This policy failure, during a funding squeeze, is perhaps not surprising – the reality is that care at home requires more, not less, funding than care in hospitals, as reviews by the University of Manchester, the British Medical Journal, the National Audit Office and even the Department of Health itself have shown. Hunt repeatedly ignored the many experts warning him that this was the case.
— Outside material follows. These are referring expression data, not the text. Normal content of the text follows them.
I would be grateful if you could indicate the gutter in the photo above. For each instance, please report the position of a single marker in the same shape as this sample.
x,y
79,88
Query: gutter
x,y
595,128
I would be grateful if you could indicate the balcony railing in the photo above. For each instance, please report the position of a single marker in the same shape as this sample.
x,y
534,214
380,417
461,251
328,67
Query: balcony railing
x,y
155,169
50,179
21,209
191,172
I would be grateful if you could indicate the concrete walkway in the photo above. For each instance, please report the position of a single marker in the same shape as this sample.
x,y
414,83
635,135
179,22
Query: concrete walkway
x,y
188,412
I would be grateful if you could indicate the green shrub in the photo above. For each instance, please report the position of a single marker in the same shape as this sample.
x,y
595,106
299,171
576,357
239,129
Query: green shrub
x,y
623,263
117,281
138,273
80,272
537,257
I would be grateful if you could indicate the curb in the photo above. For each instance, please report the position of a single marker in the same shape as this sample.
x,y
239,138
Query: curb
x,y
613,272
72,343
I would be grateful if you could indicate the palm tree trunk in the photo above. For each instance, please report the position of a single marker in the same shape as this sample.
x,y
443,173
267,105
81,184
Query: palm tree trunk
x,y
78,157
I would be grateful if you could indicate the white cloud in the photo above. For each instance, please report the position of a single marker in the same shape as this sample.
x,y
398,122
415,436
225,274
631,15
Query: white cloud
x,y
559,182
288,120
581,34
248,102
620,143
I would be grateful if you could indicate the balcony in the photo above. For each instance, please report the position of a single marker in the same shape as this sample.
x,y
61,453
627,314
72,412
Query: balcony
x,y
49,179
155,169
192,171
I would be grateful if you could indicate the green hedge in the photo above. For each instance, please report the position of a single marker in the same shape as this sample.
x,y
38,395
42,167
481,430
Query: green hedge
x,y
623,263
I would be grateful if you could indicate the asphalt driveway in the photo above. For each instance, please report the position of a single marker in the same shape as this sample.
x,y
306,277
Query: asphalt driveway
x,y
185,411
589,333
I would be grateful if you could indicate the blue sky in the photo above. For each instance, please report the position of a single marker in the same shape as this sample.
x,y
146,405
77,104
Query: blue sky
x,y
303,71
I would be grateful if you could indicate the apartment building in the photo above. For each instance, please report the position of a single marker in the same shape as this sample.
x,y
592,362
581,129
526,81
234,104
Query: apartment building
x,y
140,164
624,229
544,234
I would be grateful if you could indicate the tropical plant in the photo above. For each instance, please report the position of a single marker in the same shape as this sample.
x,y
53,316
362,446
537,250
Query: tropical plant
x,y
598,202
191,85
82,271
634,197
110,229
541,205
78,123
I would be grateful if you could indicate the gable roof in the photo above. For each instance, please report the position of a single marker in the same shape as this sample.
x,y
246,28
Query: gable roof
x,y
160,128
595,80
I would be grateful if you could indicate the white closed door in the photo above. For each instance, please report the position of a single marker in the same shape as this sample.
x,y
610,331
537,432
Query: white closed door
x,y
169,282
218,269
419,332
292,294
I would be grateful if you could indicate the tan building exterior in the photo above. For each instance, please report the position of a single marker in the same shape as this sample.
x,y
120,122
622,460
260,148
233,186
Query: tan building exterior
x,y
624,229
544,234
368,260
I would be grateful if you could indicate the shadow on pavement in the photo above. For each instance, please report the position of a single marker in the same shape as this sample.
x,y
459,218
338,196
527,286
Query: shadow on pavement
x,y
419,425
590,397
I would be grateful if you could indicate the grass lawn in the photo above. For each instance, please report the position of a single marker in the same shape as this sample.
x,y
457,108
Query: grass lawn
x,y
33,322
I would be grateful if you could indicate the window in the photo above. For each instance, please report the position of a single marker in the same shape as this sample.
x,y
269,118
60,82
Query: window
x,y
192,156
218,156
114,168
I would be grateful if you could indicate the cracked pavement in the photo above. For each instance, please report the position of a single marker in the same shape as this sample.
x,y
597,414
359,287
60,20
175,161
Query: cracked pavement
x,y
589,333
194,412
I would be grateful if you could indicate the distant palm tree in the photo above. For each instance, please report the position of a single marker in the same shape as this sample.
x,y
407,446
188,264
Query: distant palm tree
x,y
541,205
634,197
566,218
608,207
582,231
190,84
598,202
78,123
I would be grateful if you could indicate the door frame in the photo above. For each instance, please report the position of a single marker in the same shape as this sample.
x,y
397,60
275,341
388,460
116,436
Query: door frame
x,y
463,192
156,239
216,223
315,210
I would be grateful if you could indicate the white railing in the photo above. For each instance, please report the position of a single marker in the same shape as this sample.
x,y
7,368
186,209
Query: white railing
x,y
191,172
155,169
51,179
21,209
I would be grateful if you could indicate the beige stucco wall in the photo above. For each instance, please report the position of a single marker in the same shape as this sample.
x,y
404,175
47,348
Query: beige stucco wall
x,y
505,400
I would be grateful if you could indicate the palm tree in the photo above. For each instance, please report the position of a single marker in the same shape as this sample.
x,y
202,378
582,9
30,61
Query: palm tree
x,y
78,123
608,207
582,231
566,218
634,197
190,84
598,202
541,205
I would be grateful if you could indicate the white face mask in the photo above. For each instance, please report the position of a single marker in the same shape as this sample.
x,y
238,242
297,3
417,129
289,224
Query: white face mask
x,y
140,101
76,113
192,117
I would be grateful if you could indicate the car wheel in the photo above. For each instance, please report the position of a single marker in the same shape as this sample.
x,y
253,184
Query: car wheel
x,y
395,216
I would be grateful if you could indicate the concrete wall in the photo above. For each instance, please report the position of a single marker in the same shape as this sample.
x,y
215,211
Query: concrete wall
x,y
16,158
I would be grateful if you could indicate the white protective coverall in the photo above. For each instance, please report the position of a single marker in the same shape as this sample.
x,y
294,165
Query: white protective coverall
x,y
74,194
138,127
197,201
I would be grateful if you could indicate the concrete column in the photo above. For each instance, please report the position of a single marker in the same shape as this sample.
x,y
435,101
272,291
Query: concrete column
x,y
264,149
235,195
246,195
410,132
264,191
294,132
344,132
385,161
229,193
In the end, though, billions of pounds of ‘transformation’ money supposedly set aside to deliver the policy change, instead had to be quietly re-purposed into keeping cash-strapped hospitals just about afloat.

Meanwhile in vital but neglected areas like general practice, maternity and mental healthcare, Hunt routinely over-promised and under delivered.

In October 2017 Hunt told MPs "We've got 30,000 more people working in mental health today than we had when [Labour] left office" – a claim that was revealed to be false. Not long before leaving office, he won headlines for promising that mothers would get a 'dedicated midwife' throughout pregnancy and birth, though later reports suggested that this wasn’t, in fact, the case, and that women were just being promised ‘one of a team’. In other words, no change.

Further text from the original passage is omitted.